Les neuvième et dixième commandements sont tous deux consacrés aux mauvais souhaits : « Tu ne convoiteras pas la maison de ton prochain ; tu ne convoiteras pas la femme de ton prochain, ni son serviteur, ni sa servante, ni son bœuf, ni son âne : rien de ce qui lui appartient. » (Exode 20,17) Dans le Nouveau Testament, la domination du désir sur l'homme est fondamentalement surmontée – dans 2 Pierre 1,3 ce dernier écrit que « Sa puissance divine nous a fait don de tout ce qui permet de vivre avec piété, grâce à la vraie connaissance de celui qui nous a appelés par la gloire et la force qui lui appartiennent. » (Tite 2, 11-12) – S'abandonner à la domination de faux désirs et de fausses convoitises est considéré comme un comportement d’un mode de vie dépassé ; c'est pourquoi Paul exhorte dans Ephésiens 4, 22-25 : « Il s’agit de vous défaire de votre conduite d’autrefois, c’est-à-dire de l’homme ancien corrompu par les convoitises qui l’entraînent dans l’erreur. Laissez-vous renouveler par la transformation spirituelle de votre pensée. Revêtez-vous de l’homme nouveau, créé, selon Dieu, dans la justice et la sainteté conformes à la vérité. Débarrassez-vous donc du mensonge, et dites la vérité, chacun à son prochain, parce que nous sommes membres les uns des autres. »
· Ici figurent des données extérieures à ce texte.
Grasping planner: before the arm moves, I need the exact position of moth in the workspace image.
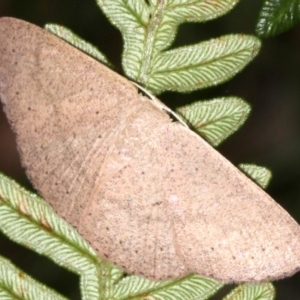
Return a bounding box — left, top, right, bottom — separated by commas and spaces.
0, 18, 300, 282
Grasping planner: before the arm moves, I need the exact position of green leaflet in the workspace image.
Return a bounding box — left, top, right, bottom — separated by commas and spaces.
0, 174, 255, 300
224, 283, 275, 300
176, 97, 250, 146
0, 174, 111, 299
97, 0, 260, 94
45, 24, 111, 66
239, 164, 272, 189
113, 275, 223, 300
147, 35, 260, 93
0, 256, 66, 300
256, 0, 300, 37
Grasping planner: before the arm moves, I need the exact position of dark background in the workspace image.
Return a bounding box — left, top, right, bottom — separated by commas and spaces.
0, 0, 300, 300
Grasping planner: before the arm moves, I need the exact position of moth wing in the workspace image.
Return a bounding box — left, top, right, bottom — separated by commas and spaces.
160, 124, 300, 282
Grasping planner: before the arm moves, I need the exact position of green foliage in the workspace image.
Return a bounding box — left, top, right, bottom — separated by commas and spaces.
256, 0, 300, 37
0, 0, 274, 300
97, 0, 260, 94
177, 97, 250, 146
224, 283, 275, 300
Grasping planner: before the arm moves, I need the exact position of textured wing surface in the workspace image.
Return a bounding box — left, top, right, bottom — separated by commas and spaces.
159, 123, 300, 282
0, 18, 300, 281
0, 18, 138, 225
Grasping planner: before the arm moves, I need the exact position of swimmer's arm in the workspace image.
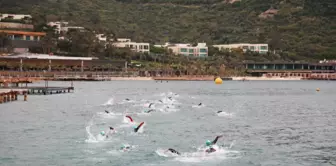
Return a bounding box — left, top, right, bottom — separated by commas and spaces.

La petite catéchèse de YOUCAT

Les abysses sont habitables

Lorsque mon âme était un véritable champ de bataille, j'ai rendu visite aux moines de Taizé. Ce petit village de Bourgogne, en France, est un endroit merveilleux où l'on vient se reposer, prier ainsi que lire les Saintes Écritures. Bien sûr, j'y étais venu (comme des milliers d'autres) à cause de cela – et à cause du légendaire frère Roger Schutz. À cette époque, les gens allaient à Taizé pour l'entendre et recevoir un enseignement des profondeurs de la présence divine. C’était quelques années avant que le vieux prieur de la communauté n’ait été assassiné au cours de l'été 2005. Nous n'avons pas été déçus. Ce que le vieil homme a tiré du silence était passionnant. Je ne peux plus reproduire les mots mais je les ai retrouvés plus tard dans un de ses livres. C’était à propos du chaos en moi, des tirs croisés dans mon âme, avec lesquels je croyais être seul au monde. Mais sur ce point, je devais me tromper. Frère Roger parlait d'une réalité présente "en chacun de nous".

Comment ça ? En chacun de nous ?

Frère Roger nous l'a dit : " En chacun de nous, il y a des abîmes, des inconnues, des doutes, des passions sauvages, des peines secrètes, ... mais aussi des sentiments de culpabilité, jamais avoués, tant et si bien que des vides immenses s'ouvrent à nous. Des pulsions nous agitent, on ne sait pas d'où elles viennent - souvenirs primordiaux ou détermination génétique ?". Jusque-là, c'était l'aveu que l'homme en qui nous voyions une sorte de saint était familier des abîmes derrière les yeux, du désir sauvage, du chaos mental, des tirs croisés et du vide intérieur. Mais le sage moine-père ne s'est pas arrêté là. Il nous a fait une promesse : "Si nous laissons le Christ prier en nous avec une confiance enfantine, un jour les abîmes seront habitables. Un jour, plus tard, nous constaterons qu'une révolution a eu lieu en nous." Laissez-moi traduire cela : ne priez pas ! Laissez le Christ prier en vous ! Ne désirez pas ! Laissez le Christ désirer en vous ! Ne cherchez pas ! Laissez le Christ chercher en vous ! Et cela dit tout, vraiment.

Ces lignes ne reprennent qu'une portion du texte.